Steve Kenson (Talon Studio) is also a fan of SAGA, a sadly unrated system. He also contributed to it.

“[SAGA is] a lot of fun to play and to run. SAGA first showed up as the rules-light story-driven engine for the Dragonlance: Fifth Age game from TSR. Later, after Wizards acquired TSR, a streamlined and updated version of SAGA became the engine for the Marvel Super-Heroes Adventure Game, still one of the best superhero RPGs ever, in my opinion.”

“I was such a fan of SAGA at the time-writing SAGA articles for Dragon and Wizards’ website-that my group got to playtest the Marvel game and we had a blast! It was fast-paced, easy, fun, and the card-play offered some cool mechanics, like damage forcing “discards,” reducing the size of your hand and neatly reflecting “damage penalties” without any additional mechanics. I even wrote a couple things for Marvel, namely the “Avengers: Masters of Evil” Adventure Book and some stuff for “Reed Richards’ Guide to Everything”.”

“Unfortunately, the card-play element turned many people off, particularly when they associated “cards” with Wizards’ “Magic: the Gathering” (which was, after all, annoying many old-time RPGers).”

“Sales were modest, especially by Wizards’ standards. Once D&D 3e got rolling, it was all d20, all the time, and SAGA was no more: the Marvel and Dragonlance games were canceled, with Dragonlance eventually updating to the d20-based D&D rules. Still, I had a lot of fun with the game while it lasted!”

Eddy Webb of Spectrum Games suggested another game I have a soft spot for – Over the Edge (Atlas Games).

“I picked the game up on a lark in 1994, and the lovely blend of surreal conspiracy and modern occult weirdness has been a fond part of my gaming memories for over a decade. I still have a number of the supplements for the line, and hope to one day get another group together to play it again.”

Keith Baker (Eberron, Dying Earth) has no doubt that Over the Edge is his favourite, too.

“I’m just starting up a new campaign myself, after a two or three year dry spell… and despite the fact that I make my living writing for D&D.”

“The relatively simple rules and (more or less) modern setting make it an easy game to spring on non-gamers. The setting allows for a wealth of story opportunities and styles of play, and I find that the rules help focus attention on roleplaying instead of number-crunching… in particular, Robin Laws’ Cut-Ups Method is my favorite all-time game mechanic. “

Elizabeth McCoy, In Nomine Line Editor suggests – In Nomine.
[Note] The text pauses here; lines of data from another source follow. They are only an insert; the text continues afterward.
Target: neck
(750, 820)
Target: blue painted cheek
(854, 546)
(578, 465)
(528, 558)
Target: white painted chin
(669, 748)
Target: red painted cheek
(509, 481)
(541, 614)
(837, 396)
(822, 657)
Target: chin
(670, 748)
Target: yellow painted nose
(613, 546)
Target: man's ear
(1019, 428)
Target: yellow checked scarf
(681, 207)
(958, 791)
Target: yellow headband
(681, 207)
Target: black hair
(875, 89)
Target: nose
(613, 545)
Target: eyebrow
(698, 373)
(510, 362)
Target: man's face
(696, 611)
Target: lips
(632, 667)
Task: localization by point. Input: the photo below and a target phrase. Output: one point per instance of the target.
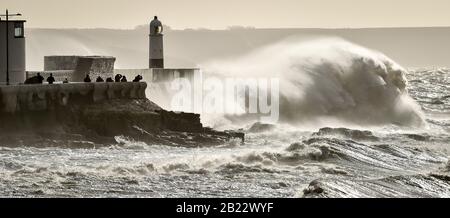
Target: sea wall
(75, 68)
(42, 96)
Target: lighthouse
(156, 54)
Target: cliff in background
(89, 114)
(411, 47)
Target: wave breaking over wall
(328, 81)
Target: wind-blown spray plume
(329, 80)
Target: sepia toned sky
(220, 14)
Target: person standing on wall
(51, 79)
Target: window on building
(18, 30)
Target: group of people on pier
(118, 78)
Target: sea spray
(322, 81)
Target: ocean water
(403, 152)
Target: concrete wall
(16, 98)
(16, 55)
(59, 75)
(60, 62)
(147, 74)
(95, 66)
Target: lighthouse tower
(156, 55)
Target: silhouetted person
(117, 78)
(138, 78)
(40, 78)
(87, 79)
(51, 79)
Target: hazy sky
(219, 14)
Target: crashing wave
(327, 81)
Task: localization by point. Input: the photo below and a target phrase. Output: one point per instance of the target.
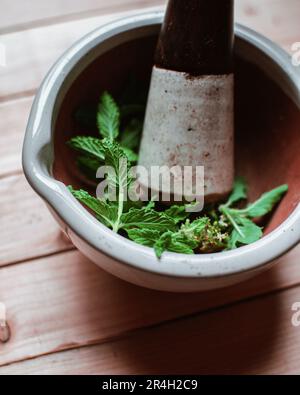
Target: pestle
(190, 116)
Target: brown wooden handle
(197, 37)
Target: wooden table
(68, 316)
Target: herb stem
(226, 212)
(116, 226)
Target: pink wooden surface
(68, 316)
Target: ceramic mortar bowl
(267, 151)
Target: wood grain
(61, 304)
(13, 119)
(255, 337)
(25, 15)
(27, 57)
(64, 302)
(27, 229)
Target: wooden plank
(64, 302)
(277, 19)
(27, 228)
(255, 337)
(35, 50)
(33, 13)
(13, 120)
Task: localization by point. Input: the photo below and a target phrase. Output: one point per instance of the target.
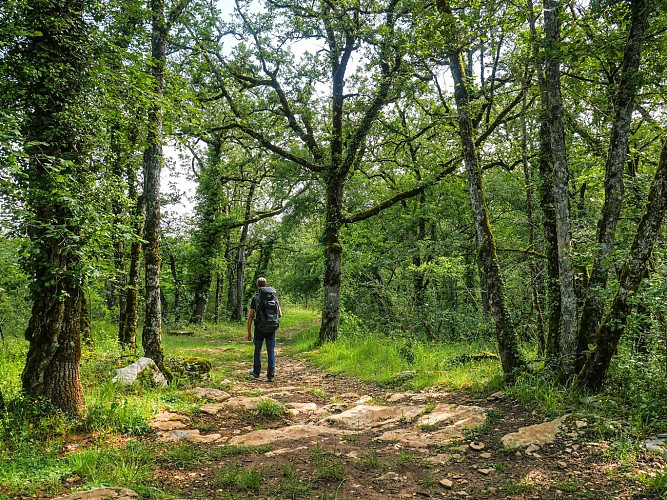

“I like the characterization most — the way that the game can be done silly, straight, gray, black-and-white, bright or dark… As a GM, I really, really adore the Intervention mechanic. It’s not just a critical failure or success, it’s an actual Divine or Infernal Intervention and just about anything can happen so long as it connects reasonably.”

“I’m a sucker for redemption stories, too. And playing the cute little proto-angel reliever NPCs is also fun. Death by cute!” To atone for the self-aggrandizing nature of her choice she says “I’m especially happy about the entirely free “lite” adventure, with all the rules needed to play.”

Caias Ward (Uncommon Character) suggested Run Out The Guns.

“Forget 7th Sea. This was the Pirate Game of all Pirate Games. It encouraged large groups of players (one convention session had 14 players around the table). You got to use the Rolemaster savage critical hit tables. No noble causes for you; you spent entire sessions stealing the sword and pants of the Governor of Puerto Rico after you drugged him on ether at a state party, seizing spanish ships and ransoming their crews, and trying to cure your dose of the clap you got due to the Vice table (well, that was one session).”

“Yes, the vice table. Every time you hit port, you had to roll to see if something bad happened while drinking, gambling, or carousing. That in and of itself meant you often didn’t need a story; just getting out of your latest problem with the law or outraged husband or father was enough to motivate the crew.”

“Although mathematically complex at time and requiring charts, it also was a true example of the Golden Age of Piracy and much fun to play.”

Fond though the Pelgrane is of viscera, Larry D. Hols’ first choice might offer a little too much information for some. Ouch!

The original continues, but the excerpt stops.